Внимание Холмова привлекли не столько ульи и жилье пчеловодов, сколько сами обитатели лагеря, или, на языке пасечников, точкá. Люди этого точкá были не то чтобы очень старые, но и не так чтобы слишком молодые, а как раз такие, какие своевременно уходят на пенсию. О них обычно говорят: ну, эти потрудились за свою жизнь, так что пусть отдыхают и спокойно доживают до конца дней своих. Одеты они были по-степному, или, как говорят, кто во что горазд, так что Холмов в своем поношенном сереньком костюме рядом с ними выглядел франтом.
Согнувшись, из будки вышел рослый детина, голый до пояса, обветренный и засмоленный солнцем. Стоял и потягивался, шумно зевая и не обращая внимания на Кучмия и Холмова. На нем были широченные брюки, потертые на коленях, замызганные, испачканные травой и снизу точно бы пожеванные. Другой пчеловод стоял возле своего жилья, накинув на голые плечи видавший виды китель, на котором, как две пустые сумки, висели нашивные карманы. Китель когда-то имел цвет хаки, теперь же, выгорев на солнце и постарев, он странно побурел. И тут как-то неожиданно к Холмову быстрыми, мелкими шажками подошел и протянул руку мужчина в одних трусах, слабо подхваченных резинкой на его большом животе, так что их приходилось рукой подтягивать и поддерживать.
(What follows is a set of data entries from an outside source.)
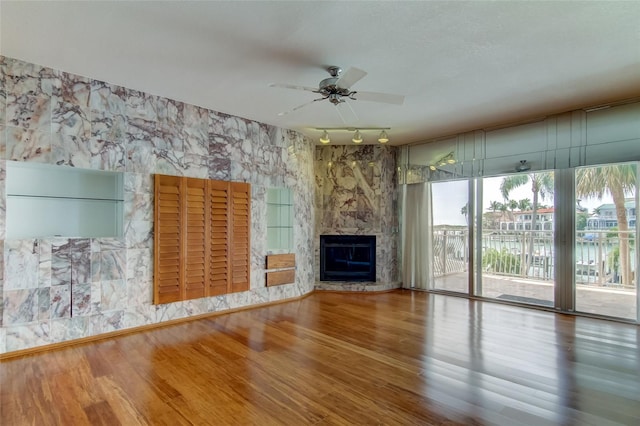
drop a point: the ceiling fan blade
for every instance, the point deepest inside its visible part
(379, 97)
(280, 114)
(295, 87)
(350, 77)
– Доброго здоровья, Алексей Фомич! – крикнул он обрадованно. – Не узнаешь? Да это же я! Монастырский! Да неужели позабыл? Или не можешь распознать меня в таком виде? Так это у нас тут степное обмундирование. Монастырский я! Афанасий Лукич! Ну, вспомни! Председатель областного суда. Монастырский Афанасий Лукич.
– Ну, здравствуй, Афанасий Лукич. – Холмов пожал загрубевшую ладонь Монастырского. – Да, брат, узнать тебя трудновато. Помню, был ты собой мужчина видный. Костюмчик на тебе с иголочки, галстук. А теперь? Чего это в таком легком одеянии?
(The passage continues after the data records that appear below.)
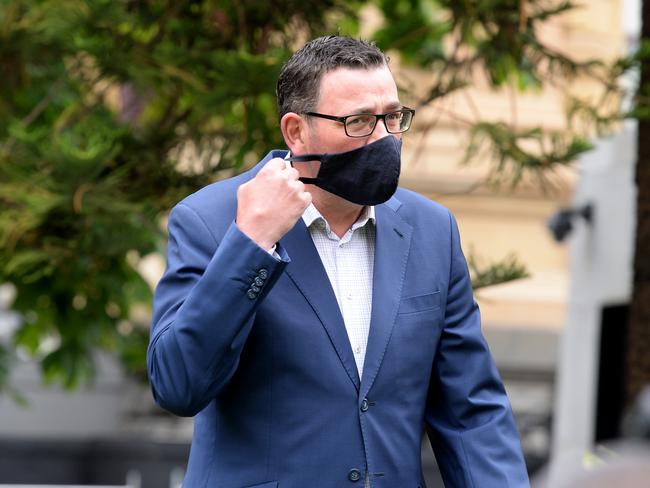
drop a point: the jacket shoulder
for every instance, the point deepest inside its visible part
(413, 207)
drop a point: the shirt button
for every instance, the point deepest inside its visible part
(354, 475)
(364, 405)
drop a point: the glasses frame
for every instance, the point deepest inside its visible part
(378, 117)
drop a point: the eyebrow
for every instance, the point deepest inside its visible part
(389, 108)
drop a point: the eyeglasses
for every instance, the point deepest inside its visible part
(362, 125)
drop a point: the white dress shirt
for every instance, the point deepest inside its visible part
(349, 263)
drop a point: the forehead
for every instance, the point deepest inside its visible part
(350, 89)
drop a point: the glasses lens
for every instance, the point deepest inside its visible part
(360, 125)
(405, 118)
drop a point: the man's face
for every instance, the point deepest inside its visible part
(347, 91)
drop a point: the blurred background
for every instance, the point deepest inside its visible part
(530, 126)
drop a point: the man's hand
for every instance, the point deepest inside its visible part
(270, 204)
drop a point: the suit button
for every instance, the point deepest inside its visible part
(354, 475)
(364, 405)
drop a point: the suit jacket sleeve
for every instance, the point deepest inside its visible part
(469, 419)
(204, 308)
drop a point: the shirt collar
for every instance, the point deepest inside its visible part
(311, 215)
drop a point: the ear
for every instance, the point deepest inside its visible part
(294, 130)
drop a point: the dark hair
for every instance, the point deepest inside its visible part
(299, 81)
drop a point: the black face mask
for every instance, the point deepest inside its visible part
(365, 176)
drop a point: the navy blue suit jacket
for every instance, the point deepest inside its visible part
(256, 349)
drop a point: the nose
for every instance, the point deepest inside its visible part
(379, 132)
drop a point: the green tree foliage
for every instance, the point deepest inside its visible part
(113, 110)
(99, 102)
(459, 41)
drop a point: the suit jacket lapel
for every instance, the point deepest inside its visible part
(392, 244)
(307, 272)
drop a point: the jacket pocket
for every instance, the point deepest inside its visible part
(420, 303)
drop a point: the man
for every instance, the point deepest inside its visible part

– Адская жарища! – Монастырский подтянул трусы. – С моей комплекцией, веришь, беда! Не переношу жару. Вот таким голышом окунусь в пруд, и мне легче. А тот костюмчик, что с иголочки, хранится без надобности. Тут, средь пчелы, в костюмчике не пойдешь.
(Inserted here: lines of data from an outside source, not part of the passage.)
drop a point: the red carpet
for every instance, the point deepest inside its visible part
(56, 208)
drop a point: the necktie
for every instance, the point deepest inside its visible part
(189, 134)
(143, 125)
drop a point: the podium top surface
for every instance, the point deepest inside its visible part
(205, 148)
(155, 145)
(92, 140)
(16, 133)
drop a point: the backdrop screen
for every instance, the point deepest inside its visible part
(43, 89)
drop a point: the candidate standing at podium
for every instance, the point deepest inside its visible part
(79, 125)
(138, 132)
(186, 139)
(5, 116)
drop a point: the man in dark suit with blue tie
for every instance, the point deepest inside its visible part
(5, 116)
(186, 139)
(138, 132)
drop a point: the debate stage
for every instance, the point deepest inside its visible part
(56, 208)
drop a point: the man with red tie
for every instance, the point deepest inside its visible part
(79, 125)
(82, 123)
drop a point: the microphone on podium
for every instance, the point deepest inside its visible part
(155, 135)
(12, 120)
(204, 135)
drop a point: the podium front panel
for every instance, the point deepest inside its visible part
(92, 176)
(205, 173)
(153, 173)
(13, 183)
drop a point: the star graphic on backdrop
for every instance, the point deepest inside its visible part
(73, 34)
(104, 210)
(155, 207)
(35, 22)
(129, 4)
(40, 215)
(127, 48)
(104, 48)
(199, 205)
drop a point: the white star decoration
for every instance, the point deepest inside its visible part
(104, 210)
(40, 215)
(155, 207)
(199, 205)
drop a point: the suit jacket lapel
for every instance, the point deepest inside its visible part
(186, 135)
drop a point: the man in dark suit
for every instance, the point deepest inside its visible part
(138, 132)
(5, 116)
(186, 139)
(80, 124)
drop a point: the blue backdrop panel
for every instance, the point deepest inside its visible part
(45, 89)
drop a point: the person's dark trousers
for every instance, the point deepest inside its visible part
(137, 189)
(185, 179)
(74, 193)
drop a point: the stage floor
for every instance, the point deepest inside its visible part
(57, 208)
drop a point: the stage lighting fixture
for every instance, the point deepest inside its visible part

– Это что? Уже и знакомец отыскался? – спросил Кучмий.
– Еще какой! – Монастырский от радости поднял руки и сразу же схватился: трусы начали сползать. – Когда-то вместе работали.
– Афанасий Лукич, и когда это ты в свою амуницию втянешь настоящую резинку и перестанешь дергаться, как припадочный? – сердито сказал Кучмий. – Просто совестно за тебя! Ить ты уже третий месяц мучаешься. Неужели не осточертело тебе поддергиваться? А ежели какая баба на точок заявится? Тогда что? Хоть не выпускай тебя из кубла? Подтягивался бы поясом, что ли.
– Нету у меня пояса. – Монастырский обратился к Холмову: – Алексей Фомич! Какими судьбами к нам?
– Вот генерал привез.
– Еле-еле уговорил, – сказал Кучмий и подмигнул Холмову. – Ну пойдем, Алексей Фомич, представлю тебя другим нашим сечевикам. Может, еще отыщется знакомец? Видишь, сидят сечевики у своих куреней, как какие царьки, и не подходят, будто мы с тобой и не приехали. Ждут, когда мы сами к ним пожалуем.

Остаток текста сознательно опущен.